In particular, Venui Vanilla has developed a slow-curing process that, although sophisticated in its sequence, is tailor-made for limited quantities of raw material and can easily be adopted by small farmers. In developing the process, Venui Vanilla carried out an extensive number of tests to ensure a final product with a high content of vanillin.
The processing and curing methodology devised enables Venui Vanilla to offer a range of vanilla products that include its high-quality vanilla beans, an alcohol-based extract, a very fine powder and, through a slow-maceration process, based on the rediscovery of ancient recipes, a sugar-based extract in the form of paste.
Vanilla (V. fragrans) is indigenous of Mesoamerica: mainly south-eastern Mexico, Guatemala and other parts of Central America.
Around the sixteenth century the Totonac people living on the east coast of Mexico (the Vera Cruz region) harvested the beans from the vanilla orchid growing wild on the humid coastline. They had been doing so for centuries.
When the Aztecs conquered the Totonacs, they soon developed a taste for the newly discovered beans used as a sweetener for a cocoa drink, and forced the Totonacs to pay tribute by sending vanilla to the Aztec capital Tenochtitlan. The vanilla ‘discovered’ by the Spanish conquistador Hernando Cortez (1518) was most probably part of one of the Totonac tributes.
Vanilla then began its long and slow journey around the world, first to the court in Madrid (early 1500s), where for a number of decades it was used as a flavoring for a cocoa drink exclusively for the King and the nobility.
However, by the end of the sixteenth century, the French and the English were able to obtain beans on a regular basis, and by 1602 Hugh Morgan (Queen Elizabeth I’s apothecary) suggested the use of vanilla as a flavoring in its own right. At this time Mexico was the only supplier of vanilla beans, and remained so until about 1860.
Meanwhile throughout the sixteenth and seventeenth centuries there was high demand for the exotic vanilla plant, particularly in Paris and London. During this period (probably before 1730) vanilla cuttings were smuggled into the French and British capitals, where they were kept in botanical gardens like the famous Charles Greville collection at Paddington (circa 1807) who subsequently supplied cuttings to the Antwerp botanical garden.

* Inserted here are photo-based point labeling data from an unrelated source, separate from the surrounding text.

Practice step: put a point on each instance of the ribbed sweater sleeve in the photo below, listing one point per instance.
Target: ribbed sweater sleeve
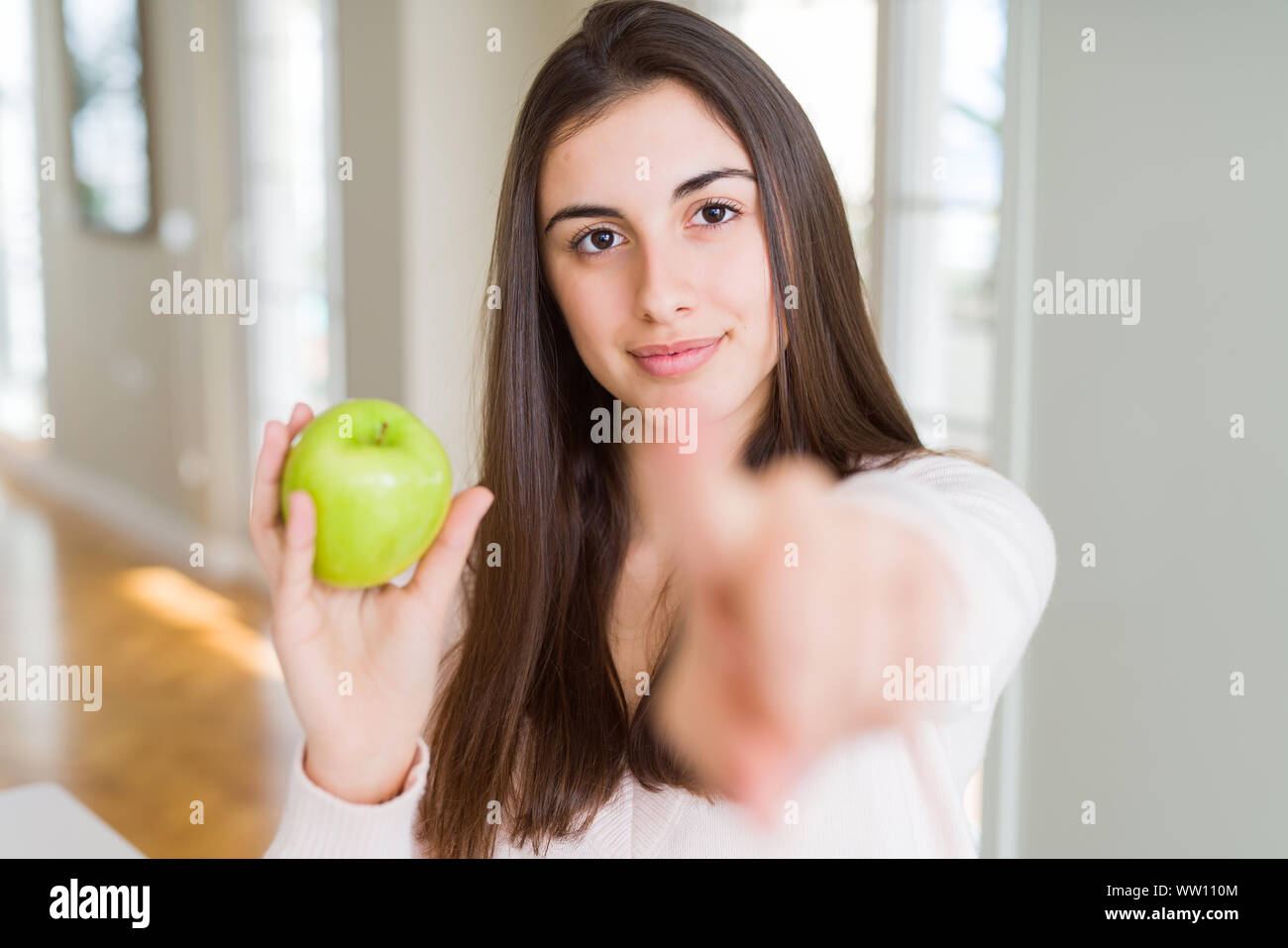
(1003, 552)
(317, 824)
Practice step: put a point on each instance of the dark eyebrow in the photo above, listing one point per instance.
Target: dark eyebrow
(683, 189)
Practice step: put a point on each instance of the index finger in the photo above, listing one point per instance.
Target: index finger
(268, 476)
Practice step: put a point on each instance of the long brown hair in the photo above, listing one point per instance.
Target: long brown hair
(532, 725)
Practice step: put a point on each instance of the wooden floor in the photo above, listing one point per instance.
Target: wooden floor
(192, 702)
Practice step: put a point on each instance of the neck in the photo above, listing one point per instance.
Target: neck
(720, 442)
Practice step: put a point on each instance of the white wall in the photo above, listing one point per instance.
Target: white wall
(1127, 687)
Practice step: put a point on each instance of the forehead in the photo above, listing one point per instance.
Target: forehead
(669, 125)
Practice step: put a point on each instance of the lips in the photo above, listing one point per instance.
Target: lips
(677, 347)
(675, 359)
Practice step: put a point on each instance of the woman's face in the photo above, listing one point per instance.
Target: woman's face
(640, 253)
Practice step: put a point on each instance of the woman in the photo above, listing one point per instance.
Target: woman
(725, 647)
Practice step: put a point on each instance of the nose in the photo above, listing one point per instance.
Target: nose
(666, 288)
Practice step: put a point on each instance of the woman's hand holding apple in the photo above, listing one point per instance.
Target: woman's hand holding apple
(360, 664)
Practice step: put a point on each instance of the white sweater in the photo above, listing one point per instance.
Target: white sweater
(883, 793)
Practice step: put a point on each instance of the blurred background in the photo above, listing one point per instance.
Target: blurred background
(348, 158)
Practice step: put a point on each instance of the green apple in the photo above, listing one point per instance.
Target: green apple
(380, 483)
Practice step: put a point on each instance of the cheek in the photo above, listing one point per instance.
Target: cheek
(742, 282)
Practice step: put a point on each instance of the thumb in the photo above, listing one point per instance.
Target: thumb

Compelled by the increasing demand for vanilla both entrepreneurs and plant collectors attempt¬ed to grow the plants from cuttings in recently colonized countries with similar tropical climatic conditions to vanilla’s place of origin. In 1819 two plants were sent from Antwerp to Java, where one plant survived and bore flowers – but no fruit. Vanilla cuttings were also shipped by French entrepreneurs to the Reunion and Mauritius islands and to Martinique and Guadalupe in the French Antilles in 1839. While the plantations in these countries began to develop they did not produce sufficient crops.
Finally, in 1842 Edmond Albius, a 12 year old slave in Reunion Island, managed to hand pollinate vanilla for the first time. This was the beginning of the commercial success of vanilla. With the pollination technique perfected vanilla cultivation was reintroduced in Java (Indonesia) in 1846, and from there it travelled to Manila (Philippines). In 1848 a Mr. Hamelin brought some plants from the Philippines to Tahiti. By the end of the nineteenth century the vanilla plants had reached a large number of coun¬tries including Seychelles (1866), Comoros and Madagascar (1893) and Uganda (via Ceylon) in 1912. In 1898 Reunion, Madagascar and Comoros produced a combined total of 200 tonnes of cured vanilla.
Vanilla is an orchid, a member of the largest family of flowering plants in the world that includes about 150 varieties, although only two types, Vanilla tahitensis and Vanilla fragrans, are used commercially. Vanilla is the seedpod of either Vanilla Tahitensis or Vanilla fragrans (also known as Vanilla planifolia), a climbing vine, which is characterized by linear fleshy leaves, individually attached at nodes along the stem in alternate directions. Aerial roots are produced from each node, which cling to the surface of a training stake, usually a post or a tree.
Vanilla is not particularly demanding in terms of soil conditions. It prefers slightly acid, well-drained, friable soils, but with reasonable water retention capacity. The roots of the vanilla plant do not grow into the ground, but they need a ‘mulch’ to provide shade, nourishment and moisture. The ideal mulch for vanilla is a dry, inert compost, such as coconut husks, coconut stumps, dry leaves and grass, rotten decaying timber, aged cocoa shells and other organic matter.
Vanilla flourishes in partial shade, but its branches require light and air in order to produce flowers and fruit. The yellow-green flowers develop, in spikes of 15 to 20 or more, from the leaf axil.
Self-pollination is practically impossible and some form of external input is almost always required, e.g a large arthropod or hummingbird. As a consequence, human intervention is necessary in specialized plantations to ensure a timely and appropriate insemination of the flowers.
After insemination, the capsules (pods) take about 9 months to reach ripeness. After cropping, the complete curing cycle of the capsules (pods) takes about 120 days.